Nous parlons d’un homme rongé toute sa vie par le mal causé par la syphilis qu’il avait contracté lors de son premier et probablement unique rapport sexuel, tarifé, alors qu’il était jeune homme.

Le chef-d’oeuvre de Manuel de Falla (1876-1946), L’amour sorcier (1915), est interprété par la chanteuse de flamenco Antonia Contreras au chant et l’Orchestre Poitou-Charentes sous la direction de Jean-François Heisser.
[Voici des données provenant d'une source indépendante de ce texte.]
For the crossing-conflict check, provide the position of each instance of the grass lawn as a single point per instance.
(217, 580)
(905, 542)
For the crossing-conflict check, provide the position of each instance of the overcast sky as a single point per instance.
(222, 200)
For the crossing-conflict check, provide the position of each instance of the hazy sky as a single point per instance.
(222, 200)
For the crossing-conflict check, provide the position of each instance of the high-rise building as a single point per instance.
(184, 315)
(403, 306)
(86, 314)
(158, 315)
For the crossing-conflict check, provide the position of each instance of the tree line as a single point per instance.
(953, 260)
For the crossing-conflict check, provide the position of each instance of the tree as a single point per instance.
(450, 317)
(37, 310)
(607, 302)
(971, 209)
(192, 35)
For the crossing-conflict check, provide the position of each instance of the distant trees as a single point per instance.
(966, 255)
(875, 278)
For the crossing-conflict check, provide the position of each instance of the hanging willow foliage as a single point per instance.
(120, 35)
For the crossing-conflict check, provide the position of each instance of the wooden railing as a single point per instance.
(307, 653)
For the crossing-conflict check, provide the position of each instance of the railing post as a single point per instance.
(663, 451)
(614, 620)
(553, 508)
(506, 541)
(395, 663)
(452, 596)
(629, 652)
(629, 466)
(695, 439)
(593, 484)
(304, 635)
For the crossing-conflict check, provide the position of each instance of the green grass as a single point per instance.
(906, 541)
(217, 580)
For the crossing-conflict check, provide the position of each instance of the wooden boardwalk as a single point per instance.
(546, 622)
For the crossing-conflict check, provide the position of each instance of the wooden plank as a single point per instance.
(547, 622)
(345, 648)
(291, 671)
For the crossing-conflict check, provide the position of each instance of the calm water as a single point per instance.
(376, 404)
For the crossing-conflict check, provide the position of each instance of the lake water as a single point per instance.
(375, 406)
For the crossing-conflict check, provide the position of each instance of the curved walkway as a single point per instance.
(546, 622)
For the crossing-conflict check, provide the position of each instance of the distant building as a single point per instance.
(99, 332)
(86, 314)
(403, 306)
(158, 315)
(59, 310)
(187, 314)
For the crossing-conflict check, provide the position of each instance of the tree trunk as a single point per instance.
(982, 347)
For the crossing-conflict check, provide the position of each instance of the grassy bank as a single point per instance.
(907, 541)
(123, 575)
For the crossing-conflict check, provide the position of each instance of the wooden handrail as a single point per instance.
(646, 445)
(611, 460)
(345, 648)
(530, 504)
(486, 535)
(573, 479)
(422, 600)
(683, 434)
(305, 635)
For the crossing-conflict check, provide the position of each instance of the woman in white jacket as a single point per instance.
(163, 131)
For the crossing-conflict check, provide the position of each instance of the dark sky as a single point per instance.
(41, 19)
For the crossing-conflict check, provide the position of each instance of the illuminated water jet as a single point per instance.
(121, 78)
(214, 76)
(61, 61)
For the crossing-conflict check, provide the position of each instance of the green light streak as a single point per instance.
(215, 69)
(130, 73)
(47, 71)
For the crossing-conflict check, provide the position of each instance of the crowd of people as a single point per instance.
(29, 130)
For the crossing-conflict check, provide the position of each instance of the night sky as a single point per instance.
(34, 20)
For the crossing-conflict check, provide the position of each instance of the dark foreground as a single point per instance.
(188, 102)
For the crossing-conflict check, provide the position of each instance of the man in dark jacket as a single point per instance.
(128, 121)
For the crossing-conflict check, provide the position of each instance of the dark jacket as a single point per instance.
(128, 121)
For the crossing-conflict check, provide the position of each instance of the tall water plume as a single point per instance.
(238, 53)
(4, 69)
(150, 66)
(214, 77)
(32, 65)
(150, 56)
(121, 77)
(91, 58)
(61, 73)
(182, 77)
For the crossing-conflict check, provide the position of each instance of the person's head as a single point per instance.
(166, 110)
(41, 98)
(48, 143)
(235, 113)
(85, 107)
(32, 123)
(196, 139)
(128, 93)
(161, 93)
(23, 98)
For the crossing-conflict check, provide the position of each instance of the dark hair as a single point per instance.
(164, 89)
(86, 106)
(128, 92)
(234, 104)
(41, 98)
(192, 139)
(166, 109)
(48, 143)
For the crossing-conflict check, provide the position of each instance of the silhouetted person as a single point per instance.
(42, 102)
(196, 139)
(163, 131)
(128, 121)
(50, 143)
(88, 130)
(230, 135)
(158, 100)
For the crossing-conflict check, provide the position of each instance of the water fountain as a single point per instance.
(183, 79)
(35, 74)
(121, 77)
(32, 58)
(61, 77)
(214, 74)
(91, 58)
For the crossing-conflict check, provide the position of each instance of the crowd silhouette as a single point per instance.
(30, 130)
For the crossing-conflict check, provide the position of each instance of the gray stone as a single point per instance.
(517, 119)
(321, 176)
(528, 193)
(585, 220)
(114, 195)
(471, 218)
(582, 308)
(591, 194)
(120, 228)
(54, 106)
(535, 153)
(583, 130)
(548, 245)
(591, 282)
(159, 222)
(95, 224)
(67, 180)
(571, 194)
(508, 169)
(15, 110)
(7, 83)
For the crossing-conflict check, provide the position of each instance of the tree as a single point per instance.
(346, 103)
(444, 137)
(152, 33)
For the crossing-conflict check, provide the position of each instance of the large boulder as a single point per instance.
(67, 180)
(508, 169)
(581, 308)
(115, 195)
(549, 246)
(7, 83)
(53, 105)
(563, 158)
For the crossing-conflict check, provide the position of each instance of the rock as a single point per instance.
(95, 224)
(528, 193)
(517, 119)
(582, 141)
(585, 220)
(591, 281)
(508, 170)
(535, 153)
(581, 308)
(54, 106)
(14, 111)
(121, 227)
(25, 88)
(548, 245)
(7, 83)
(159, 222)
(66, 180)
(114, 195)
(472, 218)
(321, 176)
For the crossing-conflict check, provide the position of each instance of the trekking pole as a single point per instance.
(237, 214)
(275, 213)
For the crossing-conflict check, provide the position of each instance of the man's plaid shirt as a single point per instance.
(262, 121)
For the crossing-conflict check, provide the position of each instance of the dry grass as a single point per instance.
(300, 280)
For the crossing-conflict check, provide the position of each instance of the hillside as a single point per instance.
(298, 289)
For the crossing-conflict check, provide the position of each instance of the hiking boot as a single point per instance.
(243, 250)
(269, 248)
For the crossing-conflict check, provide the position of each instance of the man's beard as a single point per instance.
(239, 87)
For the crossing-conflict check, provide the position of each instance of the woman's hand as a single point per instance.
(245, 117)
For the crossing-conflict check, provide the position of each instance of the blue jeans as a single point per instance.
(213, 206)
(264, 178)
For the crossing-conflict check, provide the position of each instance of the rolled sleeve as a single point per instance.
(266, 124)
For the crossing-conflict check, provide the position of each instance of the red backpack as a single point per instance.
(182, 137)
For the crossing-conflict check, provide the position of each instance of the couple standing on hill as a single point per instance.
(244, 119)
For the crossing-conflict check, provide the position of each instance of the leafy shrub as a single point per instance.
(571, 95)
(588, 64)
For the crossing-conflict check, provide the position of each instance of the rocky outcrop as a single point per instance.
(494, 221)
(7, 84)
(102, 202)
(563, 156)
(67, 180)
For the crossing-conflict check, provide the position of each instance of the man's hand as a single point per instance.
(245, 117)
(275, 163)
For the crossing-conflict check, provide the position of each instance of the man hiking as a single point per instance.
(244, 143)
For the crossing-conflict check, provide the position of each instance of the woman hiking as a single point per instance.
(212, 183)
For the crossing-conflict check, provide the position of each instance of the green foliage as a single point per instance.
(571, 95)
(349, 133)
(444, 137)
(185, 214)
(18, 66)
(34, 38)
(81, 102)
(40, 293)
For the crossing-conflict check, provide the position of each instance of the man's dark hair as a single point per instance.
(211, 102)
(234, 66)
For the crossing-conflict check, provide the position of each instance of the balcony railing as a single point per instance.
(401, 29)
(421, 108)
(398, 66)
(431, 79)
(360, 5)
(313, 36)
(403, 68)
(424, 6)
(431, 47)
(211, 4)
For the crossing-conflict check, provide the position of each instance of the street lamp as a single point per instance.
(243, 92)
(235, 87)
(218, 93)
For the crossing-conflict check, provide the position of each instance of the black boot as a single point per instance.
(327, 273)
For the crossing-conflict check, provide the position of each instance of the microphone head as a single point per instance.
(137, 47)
L’amour sorcier est un chant gitan de l’amour “semblable au feu follet, tu le fuis et il te poursuit, tu l’appelles et il se sauve“. Antonia Contreras offre sa puissance vocale et physique au service de cette histoire de jalousie et de possession : “je suis la voix de ta destinée ! Je suis le feu dans lequel tu te consumes ! Je suis le vent dans lequel tu soupires ! Je suis la mer dans laquelle tu as échoué !”. L’Orchestre sublime la Danse rituelle du feu avant de redonner la parole à la chanteuse qui porte les derniers feux de la passion d’un amoureux de l’amour qui allait se tourner avec moins de bonheur vers Dieu. A propos du jeune homme qui se plaignait de la complexité des femmes qui fuyaient lorsqu’on était trop insistant et couraient après ceux qui les délaissaient, René Char écrivait : “il sera toujours temps d’apprendre à Claude qu’on ne taille pas dans sa vie sans se couper”.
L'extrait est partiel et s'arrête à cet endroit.